# Should I change my flight out of Denver?



## Flight (Jun 23, 2017)

Two of us will be arriving in Denver on July 10th on California Zephyr from EMY. Booked a flight out of Denver at 11:59 pm also on July 10th.

Now after reading that juckins website with on time record of Amtrak I realized that flight was a mistake. The question is, should I go ahead and eat the $200pp change fee now to a later flight or take our chances? I expect the last minute airfare will be more expensive than $200 each.


----------



## BCL (Jun 23, 2017)

That much time? I wouldn't worry about it. You have 16+ hours if on time. You did mean 11:59 PM, right - as in one minute before midnight? That would be really late so that you wouldn't be able to make it.

If you're really, really late, then you might try calling airline customer service to say that you're late and not simply declared a no show. In that case they might make a notation that you tried to get there, and you're more likely to be accommodated on a standby basis on the next available flight.

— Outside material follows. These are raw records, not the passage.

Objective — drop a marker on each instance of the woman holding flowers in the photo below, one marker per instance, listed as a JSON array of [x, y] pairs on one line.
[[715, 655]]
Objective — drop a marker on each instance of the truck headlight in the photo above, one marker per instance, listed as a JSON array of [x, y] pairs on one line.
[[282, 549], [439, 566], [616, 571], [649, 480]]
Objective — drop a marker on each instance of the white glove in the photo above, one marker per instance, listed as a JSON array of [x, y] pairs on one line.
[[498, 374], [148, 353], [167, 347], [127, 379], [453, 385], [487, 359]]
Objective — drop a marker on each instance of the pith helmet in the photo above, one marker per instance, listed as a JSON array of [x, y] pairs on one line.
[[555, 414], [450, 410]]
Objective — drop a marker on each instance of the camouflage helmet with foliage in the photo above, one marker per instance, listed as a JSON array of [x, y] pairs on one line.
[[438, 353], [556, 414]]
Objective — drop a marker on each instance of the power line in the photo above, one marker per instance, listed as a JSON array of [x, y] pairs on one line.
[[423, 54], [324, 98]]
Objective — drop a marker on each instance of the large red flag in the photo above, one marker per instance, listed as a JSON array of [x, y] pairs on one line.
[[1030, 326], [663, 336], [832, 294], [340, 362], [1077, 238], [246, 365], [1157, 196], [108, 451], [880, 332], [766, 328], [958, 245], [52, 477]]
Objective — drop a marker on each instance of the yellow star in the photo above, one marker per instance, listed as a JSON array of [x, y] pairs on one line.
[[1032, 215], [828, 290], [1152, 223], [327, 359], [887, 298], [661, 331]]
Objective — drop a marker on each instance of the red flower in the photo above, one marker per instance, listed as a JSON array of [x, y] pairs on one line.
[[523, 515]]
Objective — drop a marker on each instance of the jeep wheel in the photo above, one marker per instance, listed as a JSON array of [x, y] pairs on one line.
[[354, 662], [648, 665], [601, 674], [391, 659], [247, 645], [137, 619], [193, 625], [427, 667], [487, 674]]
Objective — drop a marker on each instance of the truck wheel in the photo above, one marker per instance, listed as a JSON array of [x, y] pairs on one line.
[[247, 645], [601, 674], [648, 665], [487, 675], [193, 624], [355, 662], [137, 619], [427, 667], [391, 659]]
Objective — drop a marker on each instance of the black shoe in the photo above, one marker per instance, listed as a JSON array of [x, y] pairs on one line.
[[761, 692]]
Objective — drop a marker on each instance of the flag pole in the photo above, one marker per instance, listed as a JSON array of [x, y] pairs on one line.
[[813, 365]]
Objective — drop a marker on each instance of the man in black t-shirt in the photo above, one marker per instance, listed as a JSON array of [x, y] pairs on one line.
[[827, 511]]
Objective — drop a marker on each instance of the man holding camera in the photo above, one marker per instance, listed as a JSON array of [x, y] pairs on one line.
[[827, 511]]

Now they seem to have a direct train from Union Station to the airport. Before I was trying to figure out how to do this if I needed to rent a car at the airport.


----------



## CCC1007 (Jun 23, 2017)

BCL said:


> That much time? I wouldn't worry about it. You have 16+ hours if on time. You did mean 11:59 PM, right - as in one minute before midnight? That would be really late so that you wouldn't be able to make it.
> 
> If you're really, really late, then you might try calling airline customer service to say that you're late and not simply declared a no show. In that case they might make a notation that you tried to get there, and you're more likely to be accommodated on a standby basis on the next available flight.
> 
> Now they seem to have a direct train from Union Station to the airport. Before I was trying to figure out how to do this if I needed to rent a car at the airport.


The RTD A line costs $9 for an all day pass, and operates every 15 minutes during most of the day, and every 30 minutes during the evening and up to the 2AM hour or so. It takes about 45 minutes to get to the airport on the train.


----------



## flight (Jun 23, 2017)

BCL said:


> That much time? I wouldn't worry about it. You have 16+ hours if on time. You did mean 11:59 PM, right - as in one minute before midnight? That would be really late so that you wouldn't be able to make it.
> 
> If you're really, really late, then you might try calling airline customer service to say that you're late and not simply declared a no show. In that case they might make a notation that you tried to get there, and you're more likely to be accommodated on a standby basis on the next available flight.
> 
> Now they seem to have a direct train from Union Station to the airport. Before I was trying to figure out how to do this if I needed to rent a car at the airport.



We will be arriving on the eastbound Zephyr, and I believe the scheduled arrival is 6:38 pm. Yes, I do mean the flight leaves at 11:59 pm. We have 5 hours 20 minutes roughly.

The plan was to take the light rail from the union station to the airport.


----------



## BCL (Jun 23, 2017)

flight said:


> BCL said:
> 
> 
> > That much time? I wouldn't worry about it. You have 16+ hours if on time. You did mean 11:59 PM, right - as in one minute before midnight? That would be really late so that you wouldn't be able to make it.
> ...


Sorry - read the schedule wrong (I checked train 5 instead of 6). I looked at the status for the last week, and it's been late once to the point where you wouldn't have made it. You would most likely be accommodated if you were late, unless it's an airline like Spirit. Most airlines don't publish it, but they have a "flat tire" policy that will allow you to fly on a standby basis as long as you made an attempt to get to the airport.


----------



## the_traveler (Jun 24, 2017)

I've never been more than 1 hour late on #6. More often, I've arrived into DEN early! Of course you can't tell what's going to happen day to day.

I myself would not worry about it. Just follow the advice above if necessary.


----------



## BCL (Jun 24, 2017)

the_traveler said:


> I've never been more than 1 hour late on #6. More often, I've arrived into DEN early! Of course you can't tell what's going to happen day to day.
> 
> I myself would not worry about it. Just follow the advice above if necessary.


I saw once in the past five days where it arrived after 11 PM. If that's the case, it might be worth calling. I've arrived at an airport and saw people trying to get on the last flight of the night and they couldn't find anyone. Most large airlines theoretically have a two hour rule where you need to show up, but that's kind of hard to do if all the employees have left.

http://clubtraveler.hgvclub.com/plan-your-trip/flat-tire-rule-varies-delta-american-other-airlines


----------



## Lonestar648 (Jun 24, 2017)

The other option is be ready to pay for a taxi if 2 hours before flight time.


----------